Children living with abuse

The World Health Organisation distinguishes four types of child maltreatment, sexual abuse, physical abuse, neglect and emotional and psychological abuse.

The “WHO” shouldn’t have to distinguish between the four types of maltreatment, we should want to be and do better, but as my own story shows having had my own difficulties to deal with, regardless of what adults have to deal with, whether it’s a parent or grandparent, or an institution, there is no excuse for child maltreatment.

Child maltreatment happens when parents ignore their child’s needs and then continue to overburden them with guilt over what they deal with. Being a parent myself, I know how important it is that we put our issues aside and give of our best and continue to make our best work in the interests of our children, regardless of what we get to deal with.

Children become aware of the family dynamics from an early age, even the ones they can’t change and although they may not always hone-in on what their struggles are or what they mean, they still continue to believe their parents have their back.

It is only when children reach adulthood that the damage done by their parents will manifest itself in mental health issues, particularly if they’re still exposed to living in a hostile and toxic environment. It is wrong for any adult to behave in ways that are inadequate, cruel or indifferent to a child’s needs, or continue to exploit children inappropriately.

Children are not always aware of being maltreated, primarily because that goes against the trust they have in their parents.

13 Nov, 2018

4 thoughts on “Children living with abuse

  1. Any type of maltreatment of a child isn’t okay as far as I’m concerned. I went through the neglect and psychological abuse which was bad enough.

    I would have rather been physically abused since those scars will heal, but the mental and emotional ones never do. I’m still haunted by those echoes from the past that have made my life a living hell that most people don’t understand and can’t even begin to comprehend.

    This has caused me to pass on the neglect of my own daughter, who didn’t realise how much she was being used and abused by her own mother which has left her emotionally crippled on top of the CP she has to deal with.

    The most I can do now is to work on getting better myself and hopefully one day help her to deal with her own issues too.

    1. Thanks Randy. Agreed, any child maltreatment is not acceptable. Please don’t be too hard on yourself.

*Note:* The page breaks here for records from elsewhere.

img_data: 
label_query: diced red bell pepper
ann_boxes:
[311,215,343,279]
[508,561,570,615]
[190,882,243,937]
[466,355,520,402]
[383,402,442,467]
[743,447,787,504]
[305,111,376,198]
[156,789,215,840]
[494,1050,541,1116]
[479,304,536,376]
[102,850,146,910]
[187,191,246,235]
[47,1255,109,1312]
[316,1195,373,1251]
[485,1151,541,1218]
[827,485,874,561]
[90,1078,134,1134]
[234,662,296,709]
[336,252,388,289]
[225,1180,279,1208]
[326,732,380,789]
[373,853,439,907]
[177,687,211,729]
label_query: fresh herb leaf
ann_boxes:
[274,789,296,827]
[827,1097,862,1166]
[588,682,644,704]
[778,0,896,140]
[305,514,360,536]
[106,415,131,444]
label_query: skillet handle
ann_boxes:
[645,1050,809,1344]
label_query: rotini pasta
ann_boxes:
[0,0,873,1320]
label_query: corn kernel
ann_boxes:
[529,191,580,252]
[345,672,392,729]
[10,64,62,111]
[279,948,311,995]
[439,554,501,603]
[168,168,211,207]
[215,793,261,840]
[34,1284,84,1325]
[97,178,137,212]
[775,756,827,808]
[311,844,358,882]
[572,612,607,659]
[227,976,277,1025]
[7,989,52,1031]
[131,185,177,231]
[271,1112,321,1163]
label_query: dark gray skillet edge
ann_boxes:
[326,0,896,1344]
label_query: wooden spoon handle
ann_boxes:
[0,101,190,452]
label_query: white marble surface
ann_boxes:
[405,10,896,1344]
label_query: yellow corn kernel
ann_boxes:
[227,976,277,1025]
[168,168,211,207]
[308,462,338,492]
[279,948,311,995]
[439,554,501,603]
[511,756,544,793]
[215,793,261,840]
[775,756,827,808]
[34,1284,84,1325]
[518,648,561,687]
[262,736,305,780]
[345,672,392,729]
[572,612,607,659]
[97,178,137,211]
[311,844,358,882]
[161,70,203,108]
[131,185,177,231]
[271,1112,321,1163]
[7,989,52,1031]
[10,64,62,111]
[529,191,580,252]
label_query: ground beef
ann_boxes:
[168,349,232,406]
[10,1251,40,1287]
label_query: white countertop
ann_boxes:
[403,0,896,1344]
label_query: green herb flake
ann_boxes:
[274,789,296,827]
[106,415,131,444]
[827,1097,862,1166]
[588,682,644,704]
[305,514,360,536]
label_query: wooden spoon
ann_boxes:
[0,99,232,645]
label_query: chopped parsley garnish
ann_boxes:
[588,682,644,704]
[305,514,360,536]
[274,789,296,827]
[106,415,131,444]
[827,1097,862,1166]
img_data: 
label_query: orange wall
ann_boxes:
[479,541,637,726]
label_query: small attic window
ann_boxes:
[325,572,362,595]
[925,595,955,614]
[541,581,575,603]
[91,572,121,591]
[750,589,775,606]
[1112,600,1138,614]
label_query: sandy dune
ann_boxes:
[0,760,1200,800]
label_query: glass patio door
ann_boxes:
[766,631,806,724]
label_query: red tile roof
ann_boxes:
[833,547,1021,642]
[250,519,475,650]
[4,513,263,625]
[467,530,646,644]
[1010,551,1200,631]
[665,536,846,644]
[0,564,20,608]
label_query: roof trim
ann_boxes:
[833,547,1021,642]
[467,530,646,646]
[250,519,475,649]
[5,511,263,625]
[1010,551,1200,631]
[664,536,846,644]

      I know from my own experiences, it’s not always easy to understand we have been abused. It’s not something we consciously comprehend, unless we look back at the unconscious patterns.

      That said, now you are aware you have tried to do something about it and therefore cannot be blamed.

      Until your daughter becomes aware of the abuse her mum has put her through, she’ll never be able to see what you are trying to do.

      All you can do sit back and wait for your daughter to understand her life and what you have tried to do. She’ll get there.

  2. I agree, no abuse is acceptable. There are very many facets to abuse and unless we break the cycle the abused often go on to abuse.

    A child is an innocent party, unfortunately as adults we don’t even recognise abusive behaviour.

    1. You’re spot on with your response and it is for those reasons that the cycle of abuse is broken.

      Not everyone will understand, see or recognise their own abused behaviour. But as hard as it is to hear, even if someone doesn’t see that they have abused, they must accept when other people tell them that is what they have done.

      We must learn to get past our own shortcomings. I think that is part of the problem here. There’s always something wrong with someone else, never something wrong with us.